Refactoring and Deconstructing

Ofelia 2022-04-21 09:02:32

"What is a woman in a film text?" Is it the object to be seen, the object of objectification, or the text itself with independent personality and full character. As we all know, in the traditional Hollywood narrative, under the "sexist" and "voyeuristic" viewing mechanism based on male desire, the status of women in video texts is only one of thousands of instrumental roles. . Sex, Lies, and Videotape, on the other hand, deals with women and men, marriage and sex with a sense of non-Hollywood alienation.
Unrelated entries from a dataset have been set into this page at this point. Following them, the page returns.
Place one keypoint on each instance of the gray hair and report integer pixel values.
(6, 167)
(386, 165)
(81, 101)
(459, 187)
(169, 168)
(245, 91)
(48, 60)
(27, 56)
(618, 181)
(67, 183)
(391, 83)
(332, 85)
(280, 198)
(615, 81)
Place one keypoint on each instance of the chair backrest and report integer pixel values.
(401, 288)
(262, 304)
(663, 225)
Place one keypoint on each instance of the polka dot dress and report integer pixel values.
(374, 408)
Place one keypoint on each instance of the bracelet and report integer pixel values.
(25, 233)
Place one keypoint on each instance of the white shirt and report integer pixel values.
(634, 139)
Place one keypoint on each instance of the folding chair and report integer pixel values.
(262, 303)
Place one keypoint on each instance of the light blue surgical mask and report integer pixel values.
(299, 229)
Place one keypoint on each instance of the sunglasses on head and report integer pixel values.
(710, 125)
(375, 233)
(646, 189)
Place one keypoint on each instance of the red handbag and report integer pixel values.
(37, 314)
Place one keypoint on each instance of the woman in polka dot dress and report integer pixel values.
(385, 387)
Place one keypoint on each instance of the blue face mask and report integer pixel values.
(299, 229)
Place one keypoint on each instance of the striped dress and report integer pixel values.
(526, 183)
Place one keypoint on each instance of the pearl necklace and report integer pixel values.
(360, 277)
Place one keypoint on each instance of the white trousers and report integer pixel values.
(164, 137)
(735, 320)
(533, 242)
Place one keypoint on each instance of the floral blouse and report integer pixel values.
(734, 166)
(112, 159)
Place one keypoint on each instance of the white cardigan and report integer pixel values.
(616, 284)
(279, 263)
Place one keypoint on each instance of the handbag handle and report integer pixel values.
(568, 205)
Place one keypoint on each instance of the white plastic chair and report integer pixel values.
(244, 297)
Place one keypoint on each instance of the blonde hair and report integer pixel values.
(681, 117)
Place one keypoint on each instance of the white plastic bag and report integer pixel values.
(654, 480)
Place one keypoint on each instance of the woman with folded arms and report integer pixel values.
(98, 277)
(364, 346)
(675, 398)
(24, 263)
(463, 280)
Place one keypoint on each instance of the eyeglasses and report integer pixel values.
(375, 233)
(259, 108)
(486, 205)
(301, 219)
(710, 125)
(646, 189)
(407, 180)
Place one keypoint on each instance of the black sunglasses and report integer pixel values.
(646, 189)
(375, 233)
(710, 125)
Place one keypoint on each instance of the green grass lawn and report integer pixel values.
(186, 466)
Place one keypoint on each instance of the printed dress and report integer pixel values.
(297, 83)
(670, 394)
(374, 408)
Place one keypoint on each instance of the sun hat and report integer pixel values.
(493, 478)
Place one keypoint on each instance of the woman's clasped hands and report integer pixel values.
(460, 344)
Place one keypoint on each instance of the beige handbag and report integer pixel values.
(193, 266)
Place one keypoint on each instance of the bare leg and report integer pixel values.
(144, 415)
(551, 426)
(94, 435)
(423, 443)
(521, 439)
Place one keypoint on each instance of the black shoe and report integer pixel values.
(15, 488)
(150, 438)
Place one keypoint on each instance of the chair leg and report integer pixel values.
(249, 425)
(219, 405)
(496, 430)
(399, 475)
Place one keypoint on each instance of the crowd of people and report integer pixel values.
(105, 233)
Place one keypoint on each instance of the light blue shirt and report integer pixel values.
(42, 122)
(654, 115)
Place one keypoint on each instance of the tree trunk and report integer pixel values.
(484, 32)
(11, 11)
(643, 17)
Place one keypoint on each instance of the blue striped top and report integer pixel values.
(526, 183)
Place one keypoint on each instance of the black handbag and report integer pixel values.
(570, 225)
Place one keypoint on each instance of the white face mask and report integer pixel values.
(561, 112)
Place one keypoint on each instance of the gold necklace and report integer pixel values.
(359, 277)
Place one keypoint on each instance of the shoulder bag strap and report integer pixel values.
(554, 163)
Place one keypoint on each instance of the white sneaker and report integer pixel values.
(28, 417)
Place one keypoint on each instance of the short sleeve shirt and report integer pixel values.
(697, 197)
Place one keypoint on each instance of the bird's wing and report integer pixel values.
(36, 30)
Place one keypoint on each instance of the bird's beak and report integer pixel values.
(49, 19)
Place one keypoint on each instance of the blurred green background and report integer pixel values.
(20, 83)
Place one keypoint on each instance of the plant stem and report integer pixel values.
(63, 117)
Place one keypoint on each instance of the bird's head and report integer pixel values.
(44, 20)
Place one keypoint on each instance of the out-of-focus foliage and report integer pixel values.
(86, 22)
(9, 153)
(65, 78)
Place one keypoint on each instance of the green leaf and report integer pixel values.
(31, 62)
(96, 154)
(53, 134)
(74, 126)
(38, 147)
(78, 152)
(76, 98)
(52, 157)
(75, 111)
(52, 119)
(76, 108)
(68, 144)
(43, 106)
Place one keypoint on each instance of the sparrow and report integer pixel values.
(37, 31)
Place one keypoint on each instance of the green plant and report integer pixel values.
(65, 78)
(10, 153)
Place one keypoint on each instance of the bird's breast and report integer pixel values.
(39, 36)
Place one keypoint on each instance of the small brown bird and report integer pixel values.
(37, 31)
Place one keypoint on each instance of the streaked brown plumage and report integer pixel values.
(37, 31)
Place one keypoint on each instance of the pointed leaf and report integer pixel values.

Feminist film critics use "passionate alienation" to advertise their position, and this "Sex, Lies, and Videotape" also happens to stand in this position to construct a relationship between "sex, lies and videotape". The story of the relationship between the two: the triangular relationship between a pair of sisters and a pair of old classmates, which was provoked by the videotape, contains a fact about the awakening of women's consciousness under the seemingly concise routine story-women use One's own sexual experience and sexual awakening to disintegrate men's stubborn extramarital affairs and voyeurism. "With the objective restraint of the videotape, the lies born of sexual incongruity are vividly displayed, thus touching on the lies and conflicts hidden in a surfaced and peaceful family; the silent gaze of women's rebelliousness alienates men. Self-exposing to the audience subverts the central authority of men in film and television."

Laura Malloway once put forward such a point of view: "The subconscious existing in the patriarchal society constructs the form of the film". The male field in the movies is always in the spotlight, he is often a symbol of strength, morality and authority. Women, on the other hand, appear as weak and castrated. She is just a symbol under male peeping, a carrier carrying referential meaning, carrying a part of male values, that is, what women should be like in the eyes of men. Ann in the film is a classic female image in mainstream male cultural values ​​- virtuous and elegant, living by relying on her husband and maintaining family face. As an "other" who has been "aphasic", her efforts to cover up an unhappy marriage with elegant words are pale and powerless in the dual narrative system of sound and picture. She lost her inner voice, maintained lies, and even created lies, unknowingly incorporating herself into the male concept system and becoming a symbol of maintaining male authority. When she confirms her husband's infidelity and realizes that her beliefs and life are really nothing more than a lie, Ann chooses to tell the truth in front of the camera - using the silent gaze as a weapon to fight back against the male repressive gaze ( Gaze is a symbol of power and status, and it is also a resistance and challenge to authority), and consciously resisted and reconstructed with naked thoughts that showed the truth of the heart. In the end, she became a living "woman" who defined her own identity and existence in her own way, and dominated her own life, just like her sister.

"The feminist appeal in "Sex, Lies, Videotape" is accompanied by the juxtaposition of reconstruction and deconstruction. Both the character setting and the plot arrangement reflect the indiscriminate coexistence of the two. Women's self-confidence Along with the innate kinship factors and acquired social environmental factors, the film implicitly expresses the predicament of women in this reconstruction through non-Hollywood-style narrative methods, and deconstructs men to set off women's predicament Salvation in." Simple codes, gentle rhythms, no violent conflict, and no moral preaching. But it is in this simplicity and gentleness, in the process of slowly uncovering the fig leaf, that the emotional conflict deep within the characters is deeply depicted and intriguing.

View more about Sex, Lies, and Videotape reviews

Extended Reading

Sex, Lies, and Videotape quotes

  • Graham: Do you have orgasms?

    Ann: I don't think so. I mean, I guess, since I'm not sure, that I've never had one.

  • Ann: What did you think?

    Graham: I thought about what you would look like having an orgasm.

    Ann: I'd like to know what I look like havin' an orgasm.